We present a mixed quantum-classical simulation of polariton
dynamics
for molecule–cavity hybrid systems. In particular, we treat
the coupled electronic–photonic degrees of freedom (DOFs) as
the quantum subsystem and the nuclear DOFs as the classical subsystem
and use the trajectory surface hopping approach to simulate non-adiabatic
dynamics among the polariton states due to the coupled motion of nuclei.
We use the accurate nuclear gradient expression derived from the Pauli–Fierz
quantum electrodynamics Hamiltonian without making further approximations.

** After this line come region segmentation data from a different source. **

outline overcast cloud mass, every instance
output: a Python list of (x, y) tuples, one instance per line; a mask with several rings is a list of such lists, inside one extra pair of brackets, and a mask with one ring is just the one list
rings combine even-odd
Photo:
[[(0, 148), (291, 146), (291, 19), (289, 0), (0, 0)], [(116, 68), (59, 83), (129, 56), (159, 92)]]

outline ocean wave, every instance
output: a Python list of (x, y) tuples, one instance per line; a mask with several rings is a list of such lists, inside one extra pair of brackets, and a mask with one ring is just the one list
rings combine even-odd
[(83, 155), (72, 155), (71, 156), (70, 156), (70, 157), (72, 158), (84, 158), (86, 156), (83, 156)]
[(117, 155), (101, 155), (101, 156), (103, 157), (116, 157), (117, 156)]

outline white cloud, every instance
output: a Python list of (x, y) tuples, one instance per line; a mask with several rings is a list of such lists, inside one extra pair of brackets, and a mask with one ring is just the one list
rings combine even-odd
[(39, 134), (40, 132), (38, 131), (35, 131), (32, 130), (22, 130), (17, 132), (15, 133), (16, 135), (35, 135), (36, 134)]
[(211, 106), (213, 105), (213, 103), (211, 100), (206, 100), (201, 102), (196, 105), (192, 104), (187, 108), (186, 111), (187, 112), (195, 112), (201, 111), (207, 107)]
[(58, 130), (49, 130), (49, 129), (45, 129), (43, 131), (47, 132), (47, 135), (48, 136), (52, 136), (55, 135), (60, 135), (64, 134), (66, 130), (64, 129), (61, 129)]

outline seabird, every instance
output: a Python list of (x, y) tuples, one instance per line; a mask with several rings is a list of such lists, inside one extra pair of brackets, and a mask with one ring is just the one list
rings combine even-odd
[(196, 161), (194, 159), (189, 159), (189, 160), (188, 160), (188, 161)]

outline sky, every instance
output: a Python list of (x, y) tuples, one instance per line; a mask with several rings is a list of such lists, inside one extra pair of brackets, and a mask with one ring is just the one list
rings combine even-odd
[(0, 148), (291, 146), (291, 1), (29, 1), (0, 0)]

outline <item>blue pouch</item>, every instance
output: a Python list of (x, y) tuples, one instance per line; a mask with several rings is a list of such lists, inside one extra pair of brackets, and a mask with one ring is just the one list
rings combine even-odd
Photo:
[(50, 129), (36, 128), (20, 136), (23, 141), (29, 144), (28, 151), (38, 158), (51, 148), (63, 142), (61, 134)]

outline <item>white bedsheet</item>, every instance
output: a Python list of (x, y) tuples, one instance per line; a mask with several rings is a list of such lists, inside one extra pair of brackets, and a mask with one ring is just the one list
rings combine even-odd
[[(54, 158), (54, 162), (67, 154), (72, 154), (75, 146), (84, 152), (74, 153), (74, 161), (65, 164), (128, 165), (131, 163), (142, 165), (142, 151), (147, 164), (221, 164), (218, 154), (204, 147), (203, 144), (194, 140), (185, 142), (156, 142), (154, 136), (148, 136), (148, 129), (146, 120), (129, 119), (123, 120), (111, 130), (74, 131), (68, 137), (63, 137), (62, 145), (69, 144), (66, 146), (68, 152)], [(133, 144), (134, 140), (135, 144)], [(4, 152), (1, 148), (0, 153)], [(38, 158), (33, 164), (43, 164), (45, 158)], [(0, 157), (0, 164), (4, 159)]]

The energies, gradients, and derivative couplings of the molecular
systems are obtained from the on-the-fly simulations at the level
of complete active space self-consistent field (CASSCF), which are
used to compute the polariton energies and nuclear gradients. The
derivatives of dipoles are also necessary ingredients in the polariton
nuclear gradient expression but are often not readily available in
electronic structure methods. To address this challenge, we use a
machine learning model with the Kernel ridge regression method to
construct the dipoles and further obtain their derivatives, at the
same level as the CASSCF theory. The cavity loss process is modeled
with the Lindblad jump superoperator on the reduced density of the
electronic–photonic quantum subsystem. We investigate the azomethane
molecule and its photoinduced isomerization dynamics inside the cavity.
Our results show the accuracy of the machine-learned dipoles and their
usage in simulating polariton dynamics. Our polariton dynamics results
also demonstrate the isomerization reaction of azomethane can be effectively
tuned by coupling to an optical cavity and by changing the light–matter
coupling strength and the cavity loss rate.